On The Celebration of Death of Osama bin Laden
Osama bin Laden is dead.
I have been reflecting about the crowd's jubilation and celebration over his death, and how ethicists are at a dilemma of whether or how to justify our reactions. I think the explanation comes down to the very core of human nature - we are still animals regardless of how we would like to think of our established civility and morality.
The reason war, schadenfreude, and revenge are so much easier to do, and I dare say prevalent than love, forgiveness and peace-keeping, is that we are hard-wired to behave this way. Even though we were taught to believe in "人之初性本善" (the human nature starts out with kindness), I don't think we need to teach a kid how to revenge a bully, whereas it takes a lot more effort to inculcate the value of forgiveness. In neuroscience we have the fight-or-flight circuitry built in as part of the basic neuro-circuitry, but there's no such anatomical equivalent for love. I am not a neuroscience expert, but from what I could deduce, morality, love and forgiveness remain a higher-level, cerebral level of mental function, whereas hedonism, aggression, animosity towards enemy, herd mentality etc remain the domain of more primitive human behaviourism.

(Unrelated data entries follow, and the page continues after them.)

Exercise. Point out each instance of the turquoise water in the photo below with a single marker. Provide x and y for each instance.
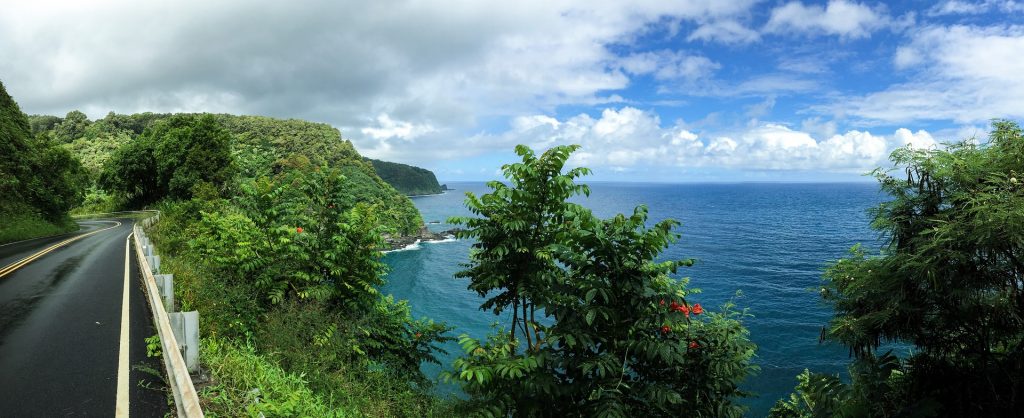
(770, 241)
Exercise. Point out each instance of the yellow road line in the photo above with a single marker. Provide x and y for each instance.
(121, 408)
(17, 264)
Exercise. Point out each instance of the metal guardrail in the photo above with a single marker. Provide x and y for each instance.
(185, 398)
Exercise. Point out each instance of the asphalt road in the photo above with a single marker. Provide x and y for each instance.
(60, 328)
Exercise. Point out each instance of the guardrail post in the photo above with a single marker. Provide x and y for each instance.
(166, 285)
(185, 328)
(154, 263)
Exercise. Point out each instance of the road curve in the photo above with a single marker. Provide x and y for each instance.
(60, 327)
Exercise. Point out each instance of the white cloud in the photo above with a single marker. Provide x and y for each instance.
(975, 7)
(920, 139)
(848, 19)
(633, 139)
(400, 78)
(727, 31)
(668, 65)
(960, 73)
(388, 128)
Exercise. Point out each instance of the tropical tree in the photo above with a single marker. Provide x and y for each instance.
(513, 263)
(172, 157)
(619, 334)
(949, 282)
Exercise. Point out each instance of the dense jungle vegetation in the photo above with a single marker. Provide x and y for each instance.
(40, 181)
(406, 178)
(273, 231)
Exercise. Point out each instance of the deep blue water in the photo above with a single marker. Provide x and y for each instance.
(769, 241)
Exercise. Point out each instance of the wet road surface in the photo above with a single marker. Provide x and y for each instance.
(60, 328)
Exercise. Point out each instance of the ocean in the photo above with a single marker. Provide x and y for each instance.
(763, 246)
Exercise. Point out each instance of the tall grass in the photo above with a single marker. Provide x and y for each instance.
(17, 226)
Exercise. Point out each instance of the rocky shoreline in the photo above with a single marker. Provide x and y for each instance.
(392, 243)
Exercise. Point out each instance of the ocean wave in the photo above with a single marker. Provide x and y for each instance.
(411, 247)
(418, 244)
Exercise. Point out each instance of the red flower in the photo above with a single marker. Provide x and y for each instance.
(684, 309)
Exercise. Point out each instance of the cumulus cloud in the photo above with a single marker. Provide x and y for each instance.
(441, 64)
(961, 73)
(668, 65)
(848, 19)
(728, 31)
(635, 139)
(975, 7)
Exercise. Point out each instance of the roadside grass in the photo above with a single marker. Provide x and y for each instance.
(245, 383)
(20, 226)
(267, 360)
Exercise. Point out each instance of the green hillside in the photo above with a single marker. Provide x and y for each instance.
(39, 181)
(259, 147)
(408, 179)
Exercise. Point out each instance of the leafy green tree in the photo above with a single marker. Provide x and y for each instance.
(35, 174)
(619, 337)
(170, 159)
(513, 257)
(300, 241)
(190, 150)
(43, 123)
(948, 282)
(72, 127)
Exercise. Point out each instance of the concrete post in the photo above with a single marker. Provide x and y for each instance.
(154, 263)
(165, 283)
(185, 327)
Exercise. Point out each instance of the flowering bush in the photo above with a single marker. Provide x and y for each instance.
(606, 343)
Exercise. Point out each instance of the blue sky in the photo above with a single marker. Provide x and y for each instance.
(653, 90)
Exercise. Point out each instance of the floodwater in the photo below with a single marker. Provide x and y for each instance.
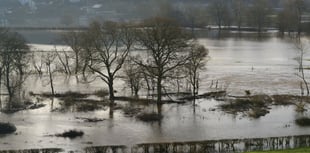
(261, 66)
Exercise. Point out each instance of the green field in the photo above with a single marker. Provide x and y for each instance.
(300, 150)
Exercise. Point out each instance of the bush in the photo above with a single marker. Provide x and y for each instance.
(71, 134)
(304, 121)
(101, 93)
(150, 117)
(7, 128)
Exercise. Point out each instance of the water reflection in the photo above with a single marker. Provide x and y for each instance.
(261, 66)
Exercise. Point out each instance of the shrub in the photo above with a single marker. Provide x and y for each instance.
(7, 128)
(304, 121)
(149, 117)
(71, 134)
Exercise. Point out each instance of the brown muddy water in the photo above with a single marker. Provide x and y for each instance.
(261, 66)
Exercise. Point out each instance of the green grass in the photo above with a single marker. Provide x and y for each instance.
(300, 150)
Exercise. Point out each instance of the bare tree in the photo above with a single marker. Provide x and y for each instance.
(13, 58)
(64, 59)
(49, 59)
(164, 41)
(110, 48)
(38, 63)
(74, 41)
(196, 62)
(133, 75)
(301, 48)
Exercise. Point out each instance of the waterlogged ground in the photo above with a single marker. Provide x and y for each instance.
(261, 66)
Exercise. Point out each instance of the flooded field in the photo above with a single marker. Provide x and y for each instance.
(237, 64)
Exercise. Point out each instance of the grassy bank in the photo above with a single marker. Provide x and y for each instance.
(299, 150)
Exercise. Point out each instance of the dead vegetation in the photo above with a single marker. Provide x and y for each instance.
(71, 134)
(304, 121)
(150, 117)
(7, 128)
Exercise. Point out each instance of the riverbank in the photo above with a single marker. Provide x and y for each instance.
(299, 150)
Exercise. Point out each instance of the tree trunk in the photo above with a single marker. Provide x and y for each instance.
(51, 79)
(111, 89)
(159, 94)
(8, 87)
(76, 63)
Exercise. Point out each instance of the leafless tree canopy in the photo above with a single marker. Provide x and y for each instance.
(165, 43)
(13, 61)
(107, 46)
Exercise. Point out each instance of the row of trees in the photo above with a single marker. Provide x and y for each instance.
(13, 63)
(162, 51)
(155, 53)
(242, 13)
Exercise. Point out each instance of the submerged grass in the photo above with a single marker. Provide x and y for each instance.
(304, 121)
(149, 117)
(71, 134)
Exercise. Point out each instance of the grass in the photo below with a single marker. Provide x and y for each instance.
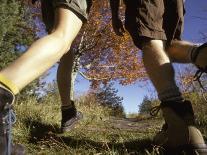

In the case of OBL, I think a lot of people hold such profound hatred towards him that the primitive reaction has overwhelmed the moral code of not celebrating a person's death. I don't really think too negatively of the crowd reaction, I think it reflects on just what we really are. Ethicists are fumbling over things that are really outside their domain. If someone revealed a national security secret after waterboard interrogation by his enemy, would you blame him for being unpatriotic?